Needs Will Differ and Vary

But it is not enough to simply know that you and your spouse both have needs the other must meet. It is vital that we realize your felt needs will be different from your spouse’s felt needs. As well, the felt needs of both you and your spouse will vary throughout life, oftentimes even in the same day or week. Will you also declare these statements as true and commit to meeting your spouse’s differing, varying needs?

  • I recognize that we have differing felt needs at various ages and stages. Though some needs overlap quite nicely, like the two of us both enjoying our sex life, many needs do not coincide in the same way. The husband may feel off emotionally because he is questioning his wife's respect for him as a parent since he is gone for work a lot during this season. And she may feel off socially/familially because she is pressured to carry many of the household duties due to his job requirements to travel so much. Because of these types of realities, I recognize we will have differing felt needs at various ages and stages.
  • I also will not require my spouse to have the same felt need as me in order to meet my differing felt need. If as a husband want more sexual intimacy, I will not request of my wife to want more sex in the same way that I want more sex as a man. I will allow her to respond to my felt need for sex without putting the condition on her to naturally feel desires for sex in the same way that I do. Because if I do, and she does not have the same level of appetite for sex, I could end up calling her insincere and a fake as she seeks to respond to my felt need for sexual intimacy. Here she would be responding to my felt need while I am accusing her of being a fake, which would deflate her and may cause her to avoid sexual intimacy with me. I would be causing her to feel bad when she was seeking to respond to me in good faith.
  • If as a wife I want more emotional intimacy, I will not expect my husband to also want more emotional intimacy via talking in the same ways that I want more talking as a woman. I will allow him to respond to my felt need for talking and emotional connection without putting the condition on him to naturally feel a need and desire to talk as I do. Because if I do, and he does not have the same level of appetite to give the report of the day to build rapport, I could end up calling him insincere and a fake as he seeks to respond to my felt need for emotional intimacy. Here he would be responding to my felt need but I would end up accusing him of being a fake, which would deflate him and may cause him to avoid such an emotional connection with me. I would be causing him to feel bad when he was seeking to respond to me in good faith.

Do you acknowledge the above statements as being true of you and your spouse? Because unless you have been given the gift of celibacy and have remained unmarried, they are!
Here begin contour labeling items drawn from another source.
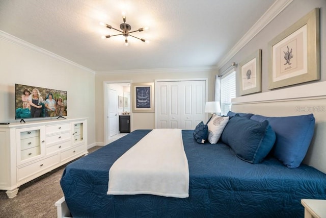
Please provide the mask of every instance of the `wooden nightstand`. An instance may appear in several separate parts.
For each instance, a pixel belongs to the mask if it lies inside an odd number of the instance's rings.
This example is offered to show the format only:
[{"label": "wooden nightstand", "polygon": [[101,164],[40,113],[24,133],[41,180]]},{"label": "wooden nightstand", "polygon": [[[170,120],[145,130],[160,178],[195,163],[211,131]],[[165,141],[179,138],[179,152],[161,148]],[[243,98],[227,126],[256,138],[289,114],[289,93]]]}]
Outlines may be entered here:
[{"label": "wooden nightstand", "polygon": [[305,207],[305,218],[326,217],[326,200],[301,199]]}]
You have needs only your spouse can and should meet. Your spouse has needs that only you can and should meet. You both have a shared responsibility to give voice to your felt needs and seek how best to meet each other’s different, varying needs. Ultimately, meeting each other’s needs cannot be about you but about the both of you. It is about reciprocity. 
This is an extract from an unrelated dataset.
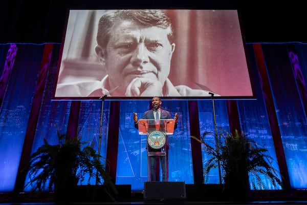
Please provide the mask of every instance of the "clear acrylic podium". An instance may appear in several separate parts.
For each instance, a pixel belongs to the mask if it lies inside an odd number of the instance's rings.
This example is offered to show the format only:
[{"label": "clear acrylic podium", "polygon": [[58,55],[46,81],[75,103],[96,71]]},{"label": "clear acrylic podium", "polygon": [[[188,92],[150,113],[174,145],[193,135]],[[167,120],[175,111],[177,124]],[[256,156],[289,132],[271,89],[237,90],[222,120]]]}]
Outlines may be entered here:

If you have not already, will you commit to approaching each other’s felt needs in the spirit of mutual satisfaction?

Emerson Eggerichs, Ph.D.
Author, Speaker, Pastor

Questions to Consider

  1. Have you ever thought about how even in paradise, God said that there was still something “not good”? How should that realization alone affect our views toward our spouses?
  2. Do you believe your spouse has been given to you as a gift as a way of meeting specific needs you have? Does that encourage you or discourage you? Explain.
  3. Why should we not require our spouse to have the same felt needs as us in order to meet our felt needs? What is a differing need your spouse has that you can meet even though you do not share the same need?
  4. While reciprocity and mutual satisfaction is the goal, we cannot control our spouse’s actions and reactions, only those of ours. Will you commit to sharing your felt needs with your spouse and asking your spouse how you can best meet his or her felt needs?